The economy is utterly ruined unless political temperatures are lowered
Until we get our politics right, this economy will not take off. We don’t even know when the elections will be held. Yet political temperatures are right now at fever point.
We had all hoped that the transition to the post-Kibaki Kenya would herald an era of new politics.
When we changed the Constitution by introducing things such as devolution and constitutional checks and balances, the hope was that the premium which the political class in Kenya place on political power would come down.
Our experience had taught us that where you have a system in which the political class places a high premium on capturing political power, politics becomes a struggle with few restraining rules.
We had hoped that since the incumbent was not going to participate in the elections, the stakes on holding political office would be lower this time round.
We were dead wrong. All indications are that we are going to into another do-or-die election. The issues surrounding the International Criminal |Court have pushed the stakes even higher.
As before, this is going to be politics without principles. Politics in this country is not about disagreements over competing visions.
What does this emerging scenario portend for the prospects of the economy in the medium term? First, the most critical economic risk this country faces is the uncertainty over the Kibaki succession.

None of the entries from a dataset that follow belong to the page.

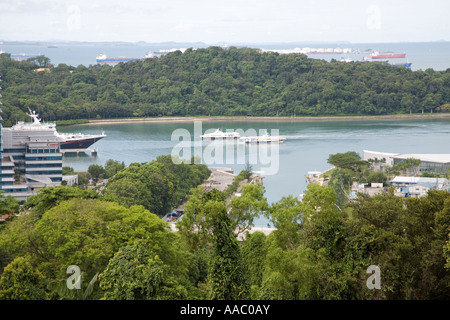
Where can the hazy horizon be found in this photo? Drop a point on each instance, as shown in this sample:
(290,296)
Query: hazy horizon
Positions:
(212,21)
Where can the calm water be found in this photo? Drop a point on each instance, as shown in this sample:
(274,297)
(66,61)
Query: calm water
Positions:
(422,55)
(307,147)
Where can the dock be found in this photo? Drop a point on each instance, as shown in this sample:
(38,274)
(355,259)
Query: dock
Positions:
(78,151)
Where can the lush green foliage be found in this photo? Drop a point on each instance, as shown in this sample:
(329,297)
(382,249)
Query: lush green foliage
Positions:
(216,81)
(158,186)
(20,281)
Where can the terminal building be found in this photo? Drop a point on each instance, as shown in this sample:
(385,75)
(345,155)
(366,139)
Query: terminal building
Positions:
(430,163)
(30,160)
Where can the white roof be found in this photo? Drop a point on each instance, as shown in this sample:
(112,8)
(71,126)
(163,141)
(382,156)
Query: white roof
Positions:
(381,153)
(418,180)
(437,158)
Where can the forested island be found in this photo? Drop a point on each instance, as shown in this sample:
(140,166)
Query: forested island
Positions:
(218,82)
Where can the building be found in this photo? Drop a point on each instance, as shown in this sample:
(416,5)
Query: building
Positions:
(418,186)
(430,163)
(31,159)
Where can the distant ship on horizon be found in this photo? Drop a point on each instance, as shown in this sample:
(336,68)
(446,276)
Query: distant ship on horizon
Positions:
(103,58)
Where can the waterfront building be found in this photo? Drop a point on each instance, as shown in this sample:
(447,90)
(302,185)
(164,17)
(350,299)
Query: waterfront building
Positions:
(430,163)
(418,186)
(31,160)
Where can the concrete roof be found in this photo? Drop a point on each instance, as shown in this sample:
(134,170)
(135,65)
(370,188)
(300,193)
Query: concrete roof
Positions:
(418,180)
(437,158)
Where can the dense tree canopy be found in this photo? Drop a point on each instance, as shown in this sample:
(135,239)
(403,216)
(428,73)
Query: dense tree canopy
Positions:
(220,82)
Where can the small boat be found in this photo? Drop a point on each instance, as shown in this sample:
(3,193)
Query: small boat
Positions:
(219,134)
(265,138)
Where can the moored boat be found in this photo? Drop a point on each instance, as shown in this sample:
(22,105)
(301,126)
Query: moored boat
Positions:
(67,141)
(265,138)
(219,134)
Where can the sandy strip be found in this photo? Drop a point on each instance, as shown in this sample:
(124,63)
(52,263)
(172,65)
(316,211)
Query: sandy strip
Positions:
(279,119)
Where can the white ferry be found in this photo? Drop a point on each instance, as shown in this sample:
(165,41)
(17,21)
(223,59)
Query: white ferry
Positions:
(219,134)
(265,138)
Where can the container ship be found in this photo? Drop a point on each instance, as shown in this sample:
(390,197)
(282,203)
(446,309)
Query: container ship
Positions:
(103,58)
(23,56)
(377,55)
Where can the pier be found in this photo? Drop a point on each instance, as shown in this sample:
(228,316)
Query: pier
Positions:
(78,151)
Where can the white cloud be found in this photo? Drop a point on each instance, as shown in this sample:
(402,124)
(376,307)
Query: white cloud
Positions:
(182,27)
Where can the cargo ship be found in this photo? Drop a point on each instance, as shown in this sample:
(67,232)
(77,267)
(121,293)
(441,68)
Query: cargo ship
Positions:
(377,55)
(103,58)
(23,56)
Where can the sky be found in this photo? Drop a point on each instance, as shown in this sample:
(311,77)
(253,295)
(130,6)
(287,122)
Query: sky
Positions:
(225,21)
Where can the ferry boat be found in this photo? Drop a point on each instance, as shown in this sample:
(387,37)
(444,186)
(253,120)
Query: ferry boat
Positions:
(219,134)
(402,64)
(103,58)
(265,138)
(67,141)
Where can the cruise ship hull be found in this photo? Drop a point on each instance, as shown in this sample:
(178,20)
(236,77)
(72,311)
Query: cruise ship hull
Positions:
(79,144)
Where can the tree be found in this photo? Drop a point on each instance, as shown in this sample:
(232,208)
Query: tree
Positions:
(112,167)
(254,252)
(139,271)
(82,232)
(246,207)
(49,197)
(96,171)
(20,281)
(226,277)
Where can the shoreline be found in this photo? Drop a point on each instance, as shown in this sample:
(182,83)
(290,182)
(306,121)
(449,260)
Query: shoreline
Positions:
(270,119)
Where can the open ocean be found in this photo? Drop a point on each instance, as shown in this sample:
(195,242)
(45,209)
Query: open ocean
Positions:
(422,55)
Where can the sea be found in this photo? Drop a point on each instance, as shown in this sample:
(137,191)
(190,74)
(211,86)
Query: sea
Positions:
(308,144)
(307,147)
(422,55)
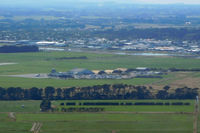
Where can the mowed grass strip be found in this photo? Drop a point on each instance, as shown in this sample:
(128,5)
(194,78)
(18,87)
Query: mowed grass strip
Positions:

Until we jump this hurdle, investors and creditors will remain on a wait-and-see mode. Very little forward movement will take place on the economic front. The extravagant predictions I hear government officials mouth all the time will turn out to be worthless.

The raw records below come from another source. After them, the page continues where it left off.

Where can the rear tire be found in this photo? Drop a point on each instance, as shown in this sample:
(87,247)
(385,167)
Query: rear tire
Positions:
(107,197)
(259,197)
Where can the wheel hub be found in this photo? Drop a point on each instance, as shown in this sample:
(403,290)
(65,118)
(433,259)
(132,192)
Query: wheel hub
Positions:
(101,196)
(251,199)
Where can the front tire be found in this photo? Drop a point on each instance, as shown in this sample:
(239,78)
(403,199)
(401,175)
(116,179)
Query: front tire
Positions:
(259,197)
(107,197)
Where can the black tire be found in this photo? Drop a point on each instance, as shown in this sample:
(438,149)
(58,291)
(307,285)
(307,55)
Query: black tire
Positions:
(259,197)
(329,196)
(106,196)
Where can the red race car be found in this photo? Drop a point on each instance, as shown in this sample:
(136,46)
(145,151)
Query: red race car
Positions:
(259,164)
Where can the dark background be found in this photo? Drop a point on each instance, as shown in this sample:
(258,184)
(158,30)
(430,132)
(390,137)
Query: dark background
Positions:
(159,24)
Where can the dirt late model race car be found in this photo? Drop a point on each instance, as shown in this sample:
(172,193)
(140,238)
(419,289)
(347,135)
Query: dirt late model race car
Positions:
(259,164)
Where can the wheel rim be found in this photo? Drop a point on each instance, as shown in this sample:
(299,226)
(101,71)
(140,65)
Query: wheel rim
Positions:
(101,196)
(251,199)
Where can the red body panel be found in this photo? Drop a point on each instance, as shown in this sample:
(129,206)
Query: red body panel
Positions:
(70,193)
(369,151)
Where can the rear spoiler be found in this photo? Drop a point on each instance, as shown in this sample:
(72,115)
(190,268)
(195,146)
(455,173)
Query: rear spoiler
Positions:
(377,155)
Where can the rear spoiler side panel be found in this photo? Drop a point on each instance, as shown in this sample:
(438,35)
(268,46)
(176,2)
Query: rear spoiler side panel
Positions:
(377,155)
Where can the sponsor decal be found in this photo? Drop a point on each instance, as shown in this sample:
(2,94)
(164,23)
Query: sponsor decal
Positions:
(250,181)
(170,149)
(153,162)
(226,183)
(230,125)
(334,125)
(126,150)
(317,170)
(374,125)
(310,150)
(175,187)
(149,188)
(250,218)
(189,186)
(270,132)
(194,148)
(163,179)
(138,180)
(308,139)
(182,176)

Investors abhor uncertainty and risky political environments. It is very unlikely that we will enjoy stable macro-economic conditions in such a situation.
As experience has amply demonstrated, do-or-die elections tend to promote fiscal laxity. The teachers will be given their long-delayed salary increments. The striking nurses will all be paid better salaries.
All politically-inspired infrastructure projects will be funded. The public wage bill will balloon unsustainably, leaving little money for operations and management, and eating up what should go to the development budget.
Do-or-die elections are what created the Goldenberg scandal. In that election, the incumbents-, fearing that they were about to be dethroned, raided the Central Bank and looted billions of shillings.
There emerged what came to be known as political banks – conduits for stolen money from the Central Bank.
We witnessed sensational cases of cheque-kiting between Post Bank Credit, Trade Bank and Exchange Bank where billions of shillings were laundered out of the Treasury and the Central Bank to fund the elections.
The National Social Security Fund was turned into a source of largesse, used to fund kickback-motivated projects to raise funds for the elections.
Treasury bonds worth billions of shilling were issued out to politically-connected road contractors to pay questionable pending bills arising from shady court awards.
We must appeal to the key players in this coming elections to bring political temperatures down. For the country to transit to a post-Kibaki Kenya smoothly, the stakes must be deliberately lowered.
We need to create an environment that permits bargaining between opponents, and tolerance. The new Constitution has offered us the best chance to make a major break with the past.
Presently, macro-economic conditions are beginning to look up. Inflation is trending downward, and the exchange rate has become more stable.
I expected the shilling to strengthen even further when the government finally closes $600 million borrowing deal it has been negotiating with a syndicate of international banks.
Still, this is an economy facing too many risks. Although we are not categorised among the highly-indebted countries, we have a large stock of domestic debt. We are faced with rising public sector wage bill, a large current account deficit, and an unprecedented high budget deficit.
We are confronted with a presidential election which may aggravate factionalism and ethnic loyalty and erode the credibility of Kenya in the eyes of the international community.
We must bring political temperatures down.